雪はまた、豊富で清冽な水をこの地にもたらしてくれます。津南の水は軟水で、とてもまろやかな美味しい水です。水工場を誘致し、大手コンビニエンスストアの全国1万店超の店舗で「津南の天然水」が販売されています。雪由来の豊富な水は大地を潤し、魚沼コシヒカリを町独自の基準「津南町認証米」として栽培し、高い評価を得ています。

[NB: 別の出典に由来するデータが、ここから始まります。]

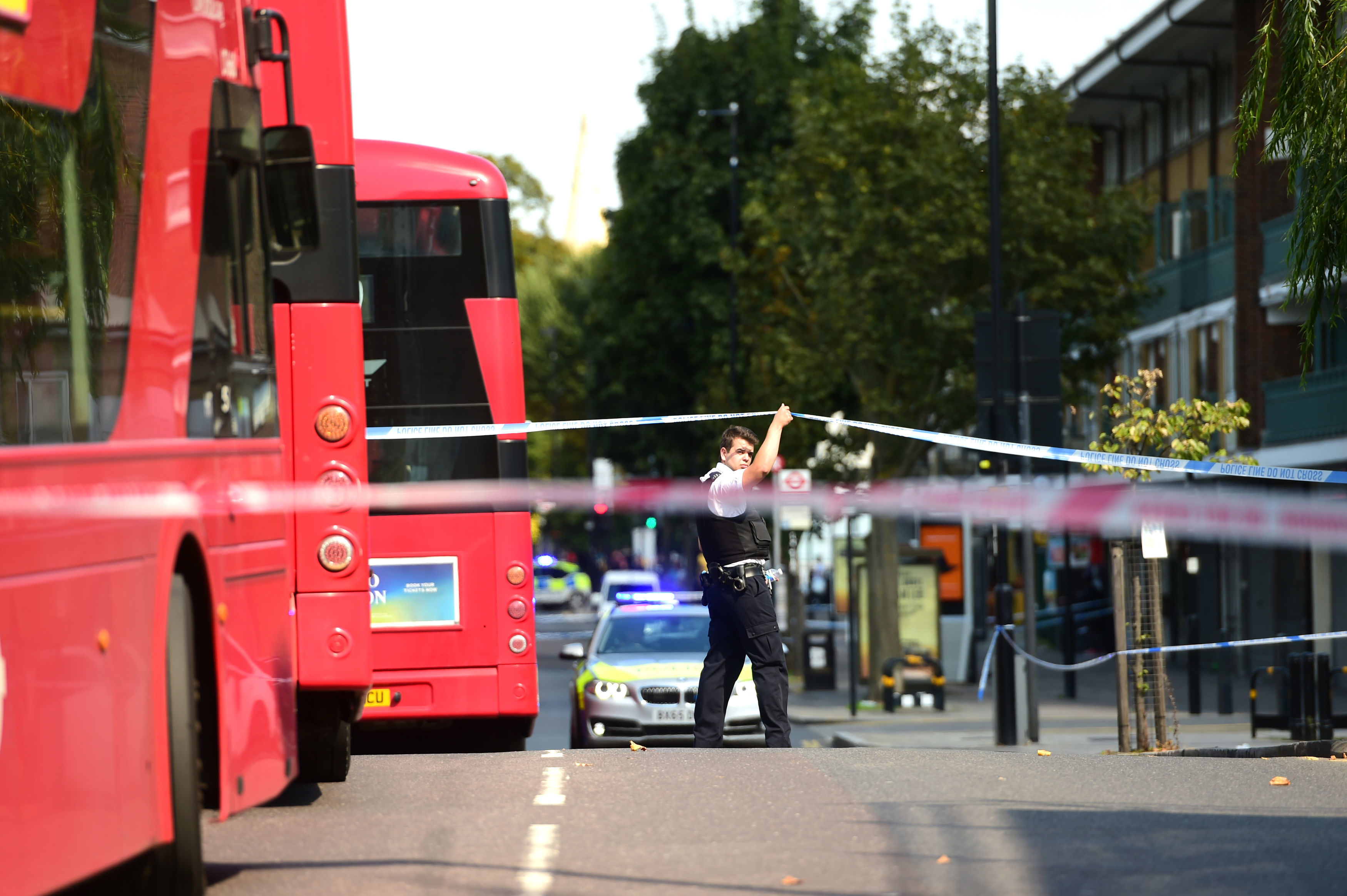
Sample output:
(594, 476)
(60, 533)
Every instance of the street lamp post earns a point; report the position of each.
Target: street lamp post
(1005, 597)
(733, 115)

さらに、津南町の、そして私のタカラモノである子どもたちのために、「やさしいつなんづくり」も進めています。胎児から就労まで切れ目のない支援を実現するために、保育園の担当部署を教育委員会に移して、保育園と小学校はもちろん様々な子育て支援の連携を進める「育ネットつなん」を創設し、一貫した子育てのシステムを確立しています。小さな津南町だからできる、小さなソフト事業にも力を入れており、そのひとつ「早寝、早起き、朝ご飯」の取組の一部が評価され、平成29年3月に文部科学大臣表彰をいただきました。また、使用されていない教員住宅を活用し「子育て支援住宅」として活用したり、妊産婦医療費助成や高校卒業までの医療費助成を行ったり、支援策を拡大しています。

高齢化や人口減、厳しい経済情勢など、町のおかれた状況は決して楽観できるものではありません。しかし、これからも、町民と一丸となって、津南町のタカラモノを、守り、つなぎ、新しい未来を創造していきたいと考えております。